U.S. Opens Debate on Mideast Economic Plan

MANAMA (Reuters) —
A Palestinian demonstrator gestures as he chants slogans during a protest against Bahrain’s workshop for the U.S. Middle East peace plan, in Gaza City, Wednesday. (Reuters/Mohammed Salem)

The Trump administration sought on Wednesday to win support for an economic plan it says will be a foundation for Israeli-Palestinian peace but which Palestinians and many other Arabs dismiss as pointless without a political solution to the decades-old conflict.

President Donald Trump’s senior adviser and son-in-law Jared Kushner opened a international meeting in Bahrain on Tuesday evening by urging Palestinians, whose leadership is boycotting the event, to think outside the “traditional box” for an economic pathway that he said was a precondition for peace.

International Monetary Fund managing director, Christine Lagarde, told the first panel session that the Fund’s experience in conflict-riven countries around the world showed it can be a struggle to generate economic growth in such an environment.

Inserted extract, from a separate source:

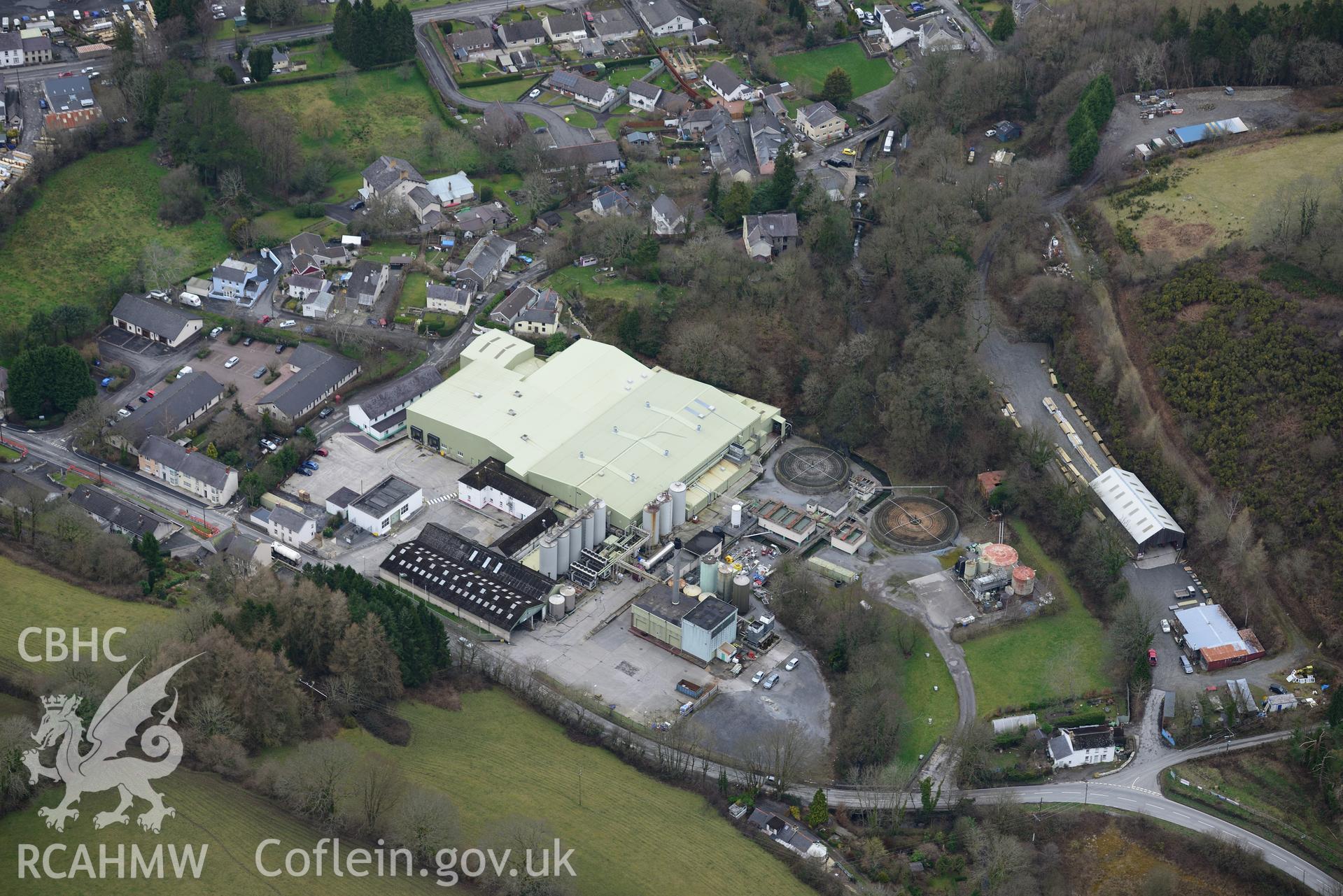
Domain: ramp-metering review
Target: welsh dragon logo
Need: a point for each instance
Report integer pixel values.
(102, 767)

Neither the Israeli nor Palestinian governments are attending the event. Prime Minister Binyamin Netanyahu, a close Trump ally, said Israel was open to the proposal.

In Gaza on Tuesday, the Islamist group Hamas and its rival Fatah, the movement of Chairman Mahmoud Abbas, convened a gathering of leaders and activists in a rare show of unity to voice their rejection of the Manama conference.

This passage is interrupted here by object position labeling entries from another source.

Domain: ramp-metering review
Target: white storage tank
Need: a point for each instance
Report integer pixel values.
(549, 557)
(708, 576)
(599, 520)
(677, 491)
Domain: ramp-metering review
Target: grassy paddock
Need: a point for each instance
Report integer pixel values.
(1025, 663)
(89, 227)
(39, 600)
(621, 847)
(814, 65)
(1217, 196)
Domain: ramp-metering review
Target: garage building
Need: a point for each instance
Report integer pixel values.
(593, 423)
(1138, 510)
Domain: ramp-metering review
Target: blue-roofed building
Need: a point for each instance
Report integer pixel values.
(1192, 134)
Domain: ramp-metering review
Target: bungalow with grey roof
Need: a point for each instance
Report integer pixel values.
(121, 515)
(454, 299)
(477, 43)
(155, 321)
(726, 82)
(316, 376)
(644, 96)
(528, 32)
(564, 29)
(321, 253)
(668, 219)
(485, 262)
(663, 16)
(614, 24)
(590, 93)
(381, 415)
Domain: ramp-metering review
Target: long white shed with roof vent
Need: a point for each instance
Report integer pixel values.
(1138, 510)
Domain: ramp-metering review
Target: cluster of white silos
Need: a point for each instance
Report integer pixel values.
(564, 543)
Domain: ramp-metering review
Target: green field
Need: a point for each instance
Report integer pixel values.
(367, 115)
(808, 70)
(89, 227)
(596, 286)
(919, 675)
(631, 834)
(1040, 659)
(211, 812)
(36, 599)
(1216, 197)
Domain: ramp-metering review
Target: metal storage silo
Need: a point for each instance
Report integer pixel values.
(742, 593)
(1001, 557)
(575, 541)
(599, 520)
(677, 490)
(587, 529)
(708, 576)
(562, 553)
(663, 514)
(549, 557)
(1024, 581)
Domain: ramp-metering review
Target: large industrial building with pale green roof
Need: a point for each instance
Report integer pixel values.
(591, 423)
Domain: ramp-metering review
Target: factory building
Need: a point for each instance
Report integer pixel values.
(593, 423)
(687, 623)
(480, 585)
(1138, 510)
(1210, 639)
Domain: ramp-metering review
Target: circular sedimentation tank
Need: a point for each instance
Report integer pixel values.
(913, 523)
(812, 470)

Although U.S. allies Saudi Arabia and the United Arab Emirates discreetly support the plan, several Arab states, such as Lebanon, have stayed away, while others including Jordan and Egypt, the two Arab nations that have reached peace with Israel, have sent deputy ministers.

The presence of Sunni Muslim Gulf states in Manama showed they want to encourage closer ties to Israelis – with whom they share a common foe in Shiite Iran – that have largely been under the table, said David Makovsky, a U.S.-based Middle East expert attending the event.

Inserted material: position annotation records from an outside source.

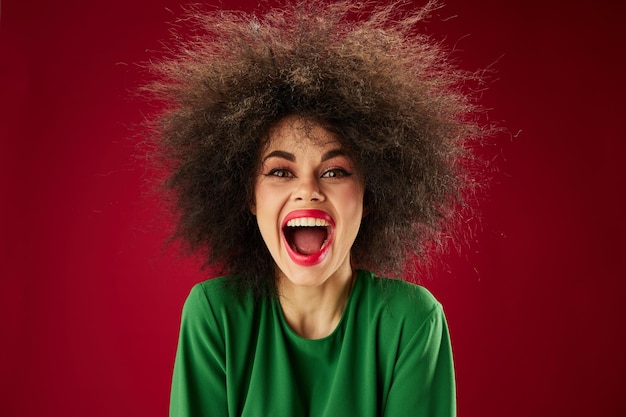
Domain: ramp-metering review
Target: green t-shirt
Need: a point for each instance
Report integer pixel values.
(389, 356)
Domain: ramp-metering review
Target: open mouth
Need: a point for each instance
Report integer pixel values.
(307, 234)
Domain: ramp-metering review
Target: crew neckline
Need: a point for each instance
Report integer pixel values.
(344, 314)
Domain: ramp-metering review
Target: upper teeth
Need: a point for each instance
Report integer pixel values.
(307, 222)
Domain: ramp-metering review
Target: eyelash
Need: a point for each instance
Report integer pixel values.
(286, 173)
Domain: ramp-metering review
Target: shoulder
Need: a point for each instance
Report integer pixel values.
(398, 297)
(215, 299)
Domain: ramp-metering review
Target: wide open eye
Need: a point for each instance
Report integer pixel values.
(280, 173)
(336, 173)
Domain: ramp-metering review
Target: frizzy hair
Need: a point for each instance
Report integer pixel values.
(388, 92)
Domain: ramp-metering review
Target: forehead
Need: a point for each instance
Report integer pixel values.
(299, 134)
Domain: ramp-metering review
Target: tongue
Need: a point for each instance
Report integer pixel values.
(308, 240)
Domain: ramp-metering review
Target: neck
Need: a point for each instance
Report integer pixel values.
(315, 312)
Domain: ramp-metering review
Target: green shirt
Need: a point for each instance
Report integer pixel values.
(390, 355)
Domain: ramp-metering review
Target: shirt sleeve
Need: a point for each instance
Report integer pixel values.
(199, 378)
(423, 382)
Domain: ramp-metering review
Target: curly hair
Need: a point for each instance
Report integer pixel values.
(388, 92)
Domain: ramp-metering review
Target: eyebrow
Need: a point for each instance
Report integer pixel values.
(292, 158)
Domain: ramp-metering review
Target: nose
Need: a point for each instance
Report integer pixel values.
(308, 189)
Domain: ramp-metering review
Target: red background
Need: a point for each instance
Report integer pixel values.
(90, 299)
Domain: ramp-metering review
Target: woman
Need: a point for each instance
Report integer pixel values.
(305, 149)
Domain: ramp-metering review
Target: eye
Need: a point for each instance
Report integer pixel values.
(336, 173)
(280, 173)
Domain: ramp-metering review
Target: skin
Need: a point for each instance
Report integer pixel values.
(305, 173)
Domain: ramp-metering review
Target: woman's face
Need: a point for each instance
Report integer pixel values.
(308, 202)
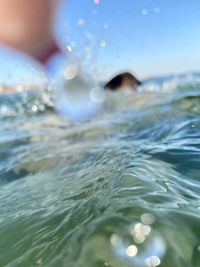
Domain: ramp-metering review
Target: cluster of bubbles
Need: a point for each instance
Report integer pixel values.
(146, 248)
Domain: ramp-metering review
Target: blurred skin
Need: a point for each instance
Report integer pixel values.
(28, 25)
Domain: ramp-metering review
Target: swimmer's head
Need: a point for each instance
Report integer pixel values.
(121, 81)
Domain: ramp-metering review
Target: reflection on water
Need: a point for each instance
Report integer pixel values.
(119, 190)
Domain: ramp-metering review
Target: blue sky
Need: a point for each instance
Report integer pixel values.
(147, 37)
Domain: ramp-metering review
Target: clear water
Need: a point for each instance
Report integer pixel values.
(120, 190)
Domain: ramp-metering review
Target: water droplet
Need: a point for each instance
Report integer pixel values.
(80, 22)
(103, 44)
(76, 96)
(147, 218)
(132, 251)
(97, 2)
(69, 48)
(156, 9)
(144, 12)
(153, 261)
(71, 72)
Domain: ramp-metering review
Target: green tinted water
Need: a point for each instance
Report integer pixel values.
(121, 190)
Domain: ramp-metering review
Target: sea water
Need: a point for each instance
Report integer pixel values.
(121, 189)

“[But] it’s clear they won’t bypass the Palestinians and do anything they don’t want,” he told Reuters.

Washington hopes wealthy Gulf oil producers will bankroll the plan, which expects donor nations and investors to contribute $50 billion to Palestinian and neighboring Arab state economies.

Saudi minister of state Mohammed Al-Sheikh told the panel that Kushner’s plan was bolstered by inclusion of the private sector as a similar proposal, relying heavily on state funding, had been attempted during the Oslo interim peace deals of the 1990s that eventually collapsed.

“While I accept that peace is essential, back then it was the hope of peace that got them actually excited and moving,” Al-Sheikh said.

But the “economy first” approach toward reviving the moribund peace process could be a hard sell as the political details of the plan, almost two years in the making, remain secret.

The IMF says unemployment stands at 30% in the West Bank and 50% in Gaza, the economy of which has suffered years of blockades as well as recent foreign aid cuts and sanctions by the Palestinian Authority, Hamas’s rival.

Among the 179 proposed infrastructure and business projects is a $5 billion transportation corridor to connect the West Bank and Gaza, according to documents reviewed by Reuters. Some of them have been floated before and stalled for lack of underlying political or security agreements.

“The economic vision has to be linked to resolving the entire conflict, and this doesn’t bring the Israelis and Palestinians any closer together. So I’m not optimistic this plan can materialize anytime soon,” Makovsky said.